Fulla shook her head. She was Signi’s stepmother, an elderly woman. Her iron gray hair was bound in long braids; her dress hung with ivory charms. She let Jessa in, and they both stood by the silken hangings.

Signi lay unmoving, her beautiful corn gold hair brushed smooth. Her eyes were open, blue and clear and empty.

Jessa picked up the cold fingers. “Hear me, Signi,” she said.

Nothing. No flicker, no turn of the head.

Slowly Jessa laid the limp hand down. “She seems cold.”

“She is.” The woman bent to touch the girl’s forehead. “And I’m sure she’s getting colder. I keep the fire well stoked, but the room has a growing chill. I’ve told the Jarl. It worries me.”

Coming out, Jessa went back down the stairs. She was worried too, worried and restless. She went to the outside door and looked out. Wind caught her hair and whipped it up; the chill made her shiver. Something was wrong here. She looked around carefully, noticing other things. Most of the hens were inside, and very quiet. Up on the fellside the goats were huddled together in the shelter of boulders and tall trees.

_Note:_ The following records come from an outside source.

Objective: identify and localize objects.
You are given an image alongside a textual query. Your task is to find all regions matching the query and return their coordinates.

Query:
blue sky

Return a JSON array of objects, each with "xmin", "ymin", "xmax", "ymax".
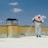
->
[{"xmin": 0, "ymin": 0, "xmax": 48, "ymax": 25}]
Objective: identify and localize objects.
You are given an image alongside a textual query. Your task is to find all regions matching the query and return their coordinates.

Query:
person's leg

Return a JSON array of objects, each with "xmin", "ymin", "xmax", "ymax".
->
[
  {"xmin": 35, "ymin": 25, "xmax": 38, "ymax": 37},
  {"xmin": 38, "ymin": 25, "xmax": 41, "ymax": 37}
]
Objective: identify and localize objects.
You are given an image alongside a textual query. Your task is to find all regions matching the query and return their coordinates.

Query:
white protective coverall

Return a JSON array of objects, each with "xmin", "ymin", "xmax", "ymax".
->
[{"xmin": 32, "ymin": 15, "xmax": 46, "ymax": 37}]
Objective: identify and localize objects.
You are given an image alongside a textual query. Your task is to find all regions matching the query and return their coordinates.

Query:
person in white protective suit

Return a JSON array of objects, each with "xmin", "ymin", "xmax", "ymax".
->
[{"xmin": 32, "ymin": 15, "xmax": 46, "ymax": 37}]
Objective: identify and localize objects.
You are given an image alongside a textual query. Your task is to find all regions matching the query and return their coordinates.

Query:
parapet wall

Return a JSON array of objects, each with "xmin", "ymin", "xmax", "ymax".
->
[{"xmin": 0, "ymin": 25, "xmax": 48, "ymax": 37}]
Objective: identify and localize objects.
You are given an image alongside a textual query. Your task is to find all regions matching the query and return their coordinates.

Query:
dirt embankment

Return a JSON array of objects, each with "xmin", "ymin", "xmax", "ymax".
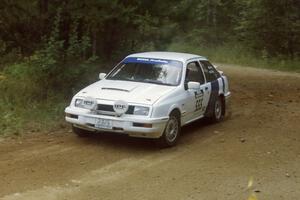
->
[{"xmin": 0, "ymin": 66, "xmax": 300, "ymax": 200}]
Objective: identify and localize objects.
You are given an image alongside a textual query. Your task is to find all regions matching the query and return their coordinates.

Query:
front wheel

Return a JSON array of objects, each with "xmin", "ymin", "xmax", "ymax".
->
[{"xmin": 158, "ymin": 112, "xmax": 181, "ymax": 147}]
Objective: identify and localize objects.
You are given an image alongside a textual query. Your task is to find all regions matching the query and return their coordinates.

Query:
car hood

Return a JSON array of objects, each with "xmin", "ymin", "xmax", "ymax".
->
[{"xmin": 77, "ymin": 80, "xmax": 175, "ymax": 105}]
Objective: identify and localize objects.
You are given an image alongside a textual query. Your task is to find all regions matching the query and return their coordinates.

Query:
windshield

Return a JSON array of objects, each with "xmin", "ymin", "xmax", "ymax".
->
[{"xmin": 106, "ymin": 58, "xmax": 182, "ymax": 86}]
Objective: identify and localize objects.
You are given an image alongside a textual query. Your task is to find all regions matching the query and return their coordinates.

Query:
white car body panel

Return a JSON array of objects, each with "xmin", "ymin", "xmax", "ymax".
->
[{"xmin": 65, "ymin": 52, "xmax": 230, "ymax": 138}]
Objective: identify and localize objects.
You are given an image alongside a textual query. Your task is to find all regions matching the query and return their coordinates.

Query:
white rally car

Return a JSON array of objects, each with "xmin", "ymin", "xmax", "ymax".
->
[{"xmin": 65, "ymin": 52, "xmax": 230, "ymax": 146}]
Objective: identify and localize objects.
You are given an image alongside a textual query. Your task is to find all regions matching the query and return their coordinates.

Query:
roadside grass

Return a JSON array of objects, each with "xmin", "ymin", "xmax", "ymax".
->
[
  {"xmin": 0, "ymin": 96, "xmax": 68, "ymax": 136},
  {"xmin": 0, "ymin": 63, "xmax": 107, "ymax": 137},
  {"xmin": 168, "ymin": 42, "xmax": 300, "ymax": 73}
]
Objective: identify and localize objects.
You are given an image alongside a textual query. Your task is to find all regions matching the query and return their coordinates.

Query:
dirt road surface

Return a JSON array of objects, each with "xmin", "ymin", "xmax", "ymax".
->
[{"xmin": 0, "ymin": 66, "xmax": 300, "ymax": 200}]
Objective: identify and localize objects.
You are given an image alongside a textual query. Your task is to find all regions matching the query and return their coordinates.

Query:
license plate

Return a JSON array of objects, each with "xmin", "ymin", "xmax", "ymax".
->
[{"xmin": 95, "ymin": 118, "xmax": 113, "ymax": 129}]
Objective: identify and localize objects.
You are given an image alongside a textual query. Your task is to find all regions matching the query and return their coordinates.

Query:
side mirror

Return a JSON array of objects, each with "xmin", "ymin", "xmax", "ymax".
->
[
  {"xmin": 99, "ymin": 73, "xmax": 106, "ymax": 80},
  {"xmin": 188, "ymin": 81, "xmax": 200, "ymax": 90}
]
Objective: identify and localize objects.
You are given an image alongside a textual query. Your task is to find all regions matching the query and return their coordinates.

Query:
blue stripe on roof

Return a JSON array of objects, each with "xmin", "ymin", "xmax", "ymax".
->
[
  {"xmin": 123, "ymin": 57, "xmax": 170, "ymax": 64},
  {"xmin": 123, "ymin": 57, "xmax": 182, "ymax": 67}
]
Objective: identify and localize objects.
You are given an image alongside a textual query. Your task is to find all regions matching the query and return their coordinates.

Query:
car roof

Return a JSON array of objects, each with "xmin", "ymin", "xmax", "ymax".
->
[{"xmin": 127, "ymin": 51, "xmax": 207, "ymax": 62}]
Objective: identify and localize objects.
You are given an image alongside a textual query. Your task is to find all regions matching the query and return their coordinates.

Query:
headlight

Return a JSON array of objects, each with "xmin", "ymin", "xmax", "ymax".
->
[
  {"xmin": 133, "ymin": 106, "xmax": 149, "ymax": 116},
  {"xmin": 75, "ymin": 97, "xmax": 97, "ymax": 110}
]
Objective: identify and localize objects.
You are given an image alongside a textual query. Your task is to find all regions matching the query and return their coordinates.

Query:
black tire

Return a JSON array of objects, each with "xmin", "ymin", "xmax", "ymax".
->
[
  {"xmin": 158, "ymin": 111, "xmax": 181, "ymax": 148},
  {"xmin": 210, "ymin": 97, "xmax": 225, "ymax": 123},
  {"xmin": 72, "ymin": 126, "xmax": 92, "ymax": 137}
]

And now she came to realize it, there were no birds about the hold. None but Kari’s ravens, hunched up on the hall roof like black carvings.

On impulse she ran between the houses and up the hillside and kneeled, looking closely. The grass looked shriveled. Small flowers of tormentil and thrift, bright yellow and pink two days ago, were brown wet stems. She picked one; it was rotten down to the heart, the leaves a blackening clot. Rolling it in her fingers she stood, looking over the fellside.

All the flowers were gone. Gudrun’s unseasonal frost had seared the land here, though far off, well up the fjordshore, it was still midsummer, the soft colors flaunting in the meadows. And there were no new green shoots. The raw wind flapped and gusted, but only in the hold; in bewilderment she stared up at the trees behind her; the forest was still, its dark fringe unmoving.